Most developers will argue that, of necessity, the remaining homes would need to be more expensive to cover these upfront costs.  Does it not seem certain that the Teton Land and Development Group will charge whatever the market will bear for all of the homes as they come on line?  If our current market conditions prevail, I believe it highly likely that more than 20 percent of those homes will sell to speculative market absentee-owners, many of whom may live out of town or out of state and that if our current market experience continues, many of those homes will begin to flip to prices in excess of what the added cost of IZ units would have been to the project to begin with.

I have sent the following quote from a housing study of the National Bipartisan Policy Center to Council before.  I continue to find it prescient: “[Affordability] steps are not easy, and they also can be expensive. But as a general rule, these policies are likely to be less expensive and more effective if adopted earlier in the lifecycle of neighborhood change. Policies that build affordability into new development (such as inclusionary zoning) as well as policies that capitalize on new development to generate revenue for affordable housing (such as linkage fees) are arguably self-financing strategies that do not require the appropriation of funds; they only generate affordable units and funding for affordable units while growth is taking place. They are thus most effective when adopted before the bulk of new development has occurred.”
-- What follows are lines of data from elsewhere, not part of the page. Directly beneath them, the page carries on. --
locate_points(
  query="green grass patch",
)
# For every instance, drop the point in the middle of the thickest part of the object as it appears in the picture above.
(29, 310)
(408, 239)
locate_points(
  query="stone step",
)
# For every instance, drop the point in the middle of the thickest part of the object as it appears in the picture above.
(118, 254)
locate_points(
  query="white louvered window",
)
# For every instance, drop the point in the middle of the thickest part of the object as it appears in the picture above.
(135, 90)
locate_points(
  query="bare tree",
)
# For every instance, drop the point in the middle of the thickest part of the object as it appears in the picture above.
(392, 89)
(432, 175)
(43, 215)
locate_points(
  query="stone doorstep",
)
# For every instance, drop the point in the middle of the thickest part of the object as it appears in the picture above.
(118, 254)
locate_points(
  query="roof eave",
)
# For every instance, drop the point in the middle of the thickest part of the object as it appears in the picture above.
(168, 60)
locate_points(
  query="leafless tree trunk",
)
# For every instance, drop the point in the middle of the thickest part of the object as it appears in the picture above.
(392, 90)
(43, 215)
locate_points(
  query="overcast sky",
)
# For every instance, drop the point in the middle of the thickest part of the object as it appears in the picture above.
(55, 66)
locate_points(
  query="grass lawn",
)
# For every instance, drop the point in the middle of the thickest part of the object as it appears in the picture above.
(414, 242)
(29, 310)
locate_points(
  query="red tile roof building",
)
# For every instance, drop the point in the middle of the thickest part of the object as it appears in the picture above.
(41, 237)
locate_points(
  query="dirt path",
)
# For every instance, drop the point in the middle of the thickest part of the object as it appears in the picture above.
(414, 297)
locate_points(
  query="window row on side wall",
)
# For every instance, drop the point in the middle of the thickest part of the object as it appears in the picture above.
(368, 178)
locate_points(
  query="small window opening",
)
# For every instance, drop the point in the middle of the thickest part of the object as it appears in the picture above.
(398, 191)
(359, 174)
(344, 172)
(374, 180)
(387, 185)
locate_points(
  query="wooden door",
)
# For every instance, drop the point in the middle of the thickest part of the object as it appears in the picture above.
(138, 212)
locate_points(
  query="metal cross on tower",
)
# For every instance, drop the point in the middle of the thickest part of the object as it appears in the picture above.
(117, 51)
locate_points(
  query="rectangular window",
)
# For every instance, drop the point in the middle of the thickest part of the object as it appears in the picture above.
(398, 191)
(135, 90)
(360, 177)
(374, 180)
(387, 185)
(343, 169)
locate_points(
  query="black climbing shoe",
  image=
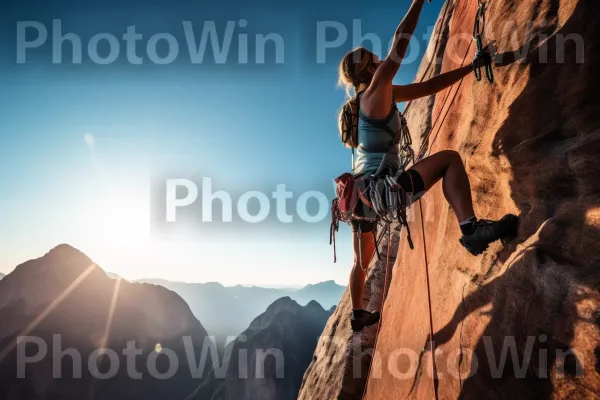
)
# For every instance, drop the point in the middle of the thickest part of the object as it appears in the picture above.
(486, 232)
(362, 319)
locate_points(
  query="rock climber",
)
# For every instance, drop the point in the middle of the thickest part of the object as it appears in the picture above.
(374, 106)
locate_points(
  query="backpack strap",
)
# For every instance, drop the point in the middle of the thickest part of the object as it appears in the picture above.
(378, 123)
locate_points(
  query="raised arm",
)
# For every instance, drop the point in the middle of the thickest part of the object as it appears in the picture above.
(378, 95)
(436, 84)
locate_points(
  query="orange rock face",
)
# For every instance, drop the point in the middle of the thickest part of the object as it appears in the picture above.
(521, 321)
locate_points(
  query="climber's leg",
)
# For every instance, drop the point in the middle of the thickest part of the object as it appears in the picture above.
(358, 275)
(448, 165)
(363, 243)
(477, 234)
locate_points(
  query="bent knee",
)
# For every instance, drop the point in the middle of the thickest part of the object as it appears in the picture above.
(452, 156)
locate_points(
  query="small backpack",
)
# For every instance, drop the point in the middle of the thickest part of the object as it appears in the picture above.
(379, 191)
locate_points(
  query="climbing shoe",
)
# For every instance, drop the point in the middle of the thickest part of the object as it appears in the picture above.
(485, 232)
(362, 319)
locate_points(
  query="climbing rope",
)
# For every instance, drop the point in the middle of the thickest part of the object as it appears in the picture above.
(478, 33)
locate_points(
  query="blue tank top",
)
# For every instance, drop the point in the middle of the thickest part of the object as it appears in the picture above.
(374, 141)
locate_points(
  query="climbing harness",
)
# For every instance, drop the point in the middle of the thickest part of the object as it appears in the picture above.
(482, 57)
(379, 192)
(478, 32)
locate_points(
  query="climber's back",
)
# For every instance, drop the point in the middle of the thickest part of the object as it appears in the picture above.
(375, 139)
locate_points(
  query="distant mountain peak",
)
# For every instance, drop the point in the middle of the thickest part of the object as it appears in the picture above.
(66, 251)
(314, 305)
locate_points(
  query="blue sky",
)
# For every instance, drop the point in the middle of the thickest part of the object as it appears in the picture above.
(82, 144)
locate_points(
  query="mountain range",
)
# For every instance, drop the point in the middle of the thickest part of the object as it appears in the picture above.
(71, 331)
(66, 327)
(268, 360)
(227, 311)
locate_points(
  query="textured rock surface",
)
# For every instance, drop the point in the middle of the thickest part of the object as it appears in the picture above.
(341, 360)
(531, 145)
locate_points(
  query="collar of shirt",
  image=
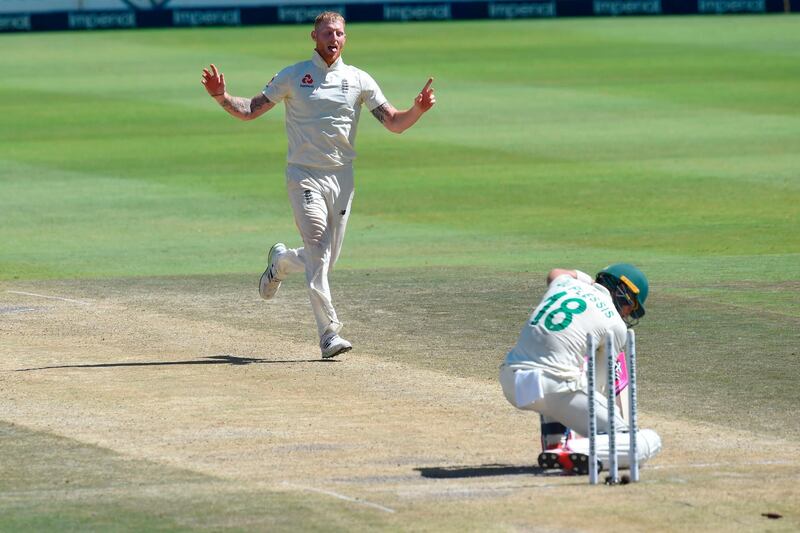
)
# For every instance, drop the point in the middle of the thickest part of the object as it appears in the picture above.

In terms of the 601 West Broadway re-zoning, I’ve not heard discussion about any affordability related to the condos proposed there. Perhaps that conversation has happened outside my awareness, but we should all recognize that affordable aspirations have been part of city planning for a good while. The Downtown Master Plan challenges the City to produce 2,705 units of primarily high-density rental infill with some condominium and townhome development complementing.  The Plan “encourages the development of a significant number of affordable housing units within each district,” of which the Fox Triangle site is one.  It also recommends inclusion of “affordable housing at a ratio of four market rate buildings per one affordable building in all planned housing districts.”  How will this ever be accomplished without the tools in place to do it?

I believe not being able to cause this inclusion is a community failing on our part, and I include myself in that failure because of my lack of the persuasive abilities needed to have already caused the policies so necessary – policies to, at least partially, stem the tide of exclusion we now experience.  Twenty years ago, I became involved in the community land trust effort in Missoula.  In that period, the NMCDC has developed 54 homes. Heron’s Landing subdivision, on its own, could be contributing significantly more than that number.

We can, and should, be doing better, together.